After spending five days rising for camp just thirty minutes later than we would for work and school, we’re both more than ready to sleep late and sleep in our own beds (unfortunately, I only have Sunday to do the former).  Creatures of habit that we are, we’re also anxious to get back to our routines.  For Ava, that’s looking ahead to Sunday with her dad; for me, that’s looking ahead to Sunday at the gym.  With a little luck, I’ll have something new to practice after Saturday’s class…assuming that what I tried to beat (rhythmically, that is) into my muscle memory this week doesn’t go on hiatus in front of Sifu.

One of these days I’ll take a break from work that’s actually restful.  That would require leaving the staff at home, of course.  It would likely require restraints of some kind, too. 🙂

 


Almost Nothing

IMG_20140611_181422

This was my mother’s house.  I was there today for the first time in almost seven years, visiting a stepfather to whom I was never close.

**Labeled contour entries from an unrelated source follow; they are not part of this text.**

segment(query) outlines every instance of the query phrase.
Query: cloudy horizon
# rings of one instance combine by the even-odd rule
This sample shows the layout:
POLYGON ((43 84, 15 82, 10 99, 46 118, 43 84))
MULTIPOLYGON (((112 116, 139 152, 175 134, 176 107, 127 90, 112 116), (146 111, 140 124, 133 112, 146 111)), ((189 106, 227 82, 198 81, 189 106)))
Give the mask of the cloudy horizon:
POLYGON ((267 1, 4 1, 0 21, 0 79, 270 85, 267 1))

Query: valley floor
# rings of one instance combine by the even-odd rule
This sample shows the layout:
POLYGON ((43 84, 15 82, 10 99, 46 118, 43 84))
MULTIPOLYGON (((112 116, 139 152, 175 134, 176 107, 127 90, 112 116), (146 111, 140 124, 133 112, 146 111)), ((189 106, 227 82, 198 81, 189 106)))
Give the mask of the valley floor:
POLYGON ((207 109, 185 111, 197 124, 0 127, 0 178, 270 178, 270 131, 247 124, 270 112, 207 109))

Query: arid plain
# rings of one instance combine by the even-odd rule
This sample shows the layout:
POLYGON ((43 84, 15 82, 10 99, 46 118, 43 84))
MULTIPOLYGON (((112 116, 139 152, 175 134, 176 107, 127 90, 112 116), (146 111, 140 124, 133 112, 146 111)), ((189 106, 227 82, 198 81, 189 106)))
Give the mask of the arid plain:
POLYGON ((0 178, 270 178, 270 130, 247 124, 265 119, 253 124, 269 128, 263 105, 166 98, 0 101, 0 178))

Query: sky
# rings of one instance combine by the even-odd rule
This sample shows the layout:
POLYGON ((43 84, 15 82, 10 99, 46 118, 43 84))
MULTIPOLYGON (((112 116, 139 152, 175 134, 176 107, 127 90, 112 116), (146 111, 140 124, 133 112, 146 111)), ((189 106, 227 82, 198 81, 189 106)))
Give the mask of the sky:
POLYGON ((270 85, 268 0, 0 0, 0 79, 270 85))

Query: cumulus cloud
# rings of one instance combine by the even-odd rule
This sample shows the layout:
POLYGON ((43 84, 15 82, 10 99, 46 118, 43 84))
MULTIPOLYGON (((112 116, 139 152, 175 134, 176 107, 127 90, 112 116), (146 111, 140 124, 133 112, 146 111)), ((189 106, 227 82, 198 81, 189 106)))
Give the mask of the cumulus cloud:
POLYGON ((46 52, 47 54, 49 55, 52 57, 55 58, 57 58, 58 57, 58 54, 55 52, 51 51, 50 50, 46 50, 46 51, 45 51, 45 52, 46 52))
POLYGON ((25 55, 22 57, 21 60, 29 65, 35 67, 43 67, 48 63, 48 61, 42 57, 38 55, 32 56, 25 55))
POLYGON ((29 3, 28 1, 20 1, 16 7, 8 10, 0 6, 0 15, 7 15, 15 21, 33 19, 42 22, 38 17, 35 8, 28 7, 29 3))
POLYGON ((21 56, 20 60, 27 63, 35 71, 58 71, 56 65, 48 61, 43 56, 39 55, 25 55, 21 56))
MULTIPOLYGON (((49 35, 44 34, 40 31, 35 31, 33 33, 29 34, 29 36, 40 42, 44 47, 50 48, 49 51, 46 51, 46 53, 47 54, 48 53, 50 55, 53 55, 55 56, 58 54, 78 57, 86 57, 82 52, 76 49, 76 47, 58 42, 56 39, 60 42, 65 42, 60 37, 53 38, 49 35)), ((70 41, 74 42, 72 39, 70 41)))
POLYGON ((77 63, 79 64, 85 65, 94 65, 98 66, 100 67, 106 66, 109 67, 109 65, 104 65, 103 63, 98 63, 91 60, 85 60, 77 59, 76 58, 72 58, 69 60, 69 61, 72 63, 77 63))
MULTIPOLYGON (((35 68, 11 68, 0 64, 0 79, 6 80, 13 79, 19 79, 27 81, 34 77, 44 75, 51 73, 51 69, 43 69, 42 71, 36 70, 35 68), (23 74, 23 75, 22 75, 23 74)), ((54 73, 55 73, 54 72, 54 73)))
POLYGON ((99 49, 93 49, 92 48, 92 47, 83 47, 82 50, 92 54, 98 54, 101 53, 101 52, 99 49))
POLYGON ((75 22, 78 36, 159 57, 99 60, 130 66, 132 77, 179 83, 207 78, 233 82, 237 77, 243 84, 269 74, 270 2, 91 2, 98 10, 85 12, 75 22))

To my surprise, almost nothing has changed.  The furniture is the same and in the same place.  The pictures, both on the walls and side tables, are unchanged as well.  None of the rooms have been painted a different color.  None of the drapes have been replaced for more stylish patterns.  The only thing that’s different is the woman walking through the front door, using her own key.

 


Rich in Blue

It was a beautiful morning in the temporary neighborhood, briefly captured as best as possible from stop lights, stop signs and a parking space the aviators and techies were rushing me out of, once my daughter was safely in their care.

IMG_20140610_090432

IMG_20140610_085225

IMG_20140610_085500

Watching teensy little Cesnas (or whatever make they may be) take off over my car in one-minute intervals, into a sky that just doesn’t seem as rich in blue in my actual neighborhood as it is in the Sunshine State, planted Nina Simone’s “Feeling Good” in my head at a high imaginary decibel.  It played on a loop right up until I started fidgeting with the air conditioning in the banquet room turned guan.  And it returned when, on the day’s twenty-third repetition of what I know of White Eyebrow, I obtained the proper pace and rhythm for “The Walk.”  At least it looks that way to me.  If I’m wrong, someone will most definitely tell me.  Many someones, actually.

I had to slow it down to even approach getting it right.  I apparently also had to step out of the shot (oops).   I’ll worry about the up-tempo version, well… tomorrow.  But just for today, it felt pretty good.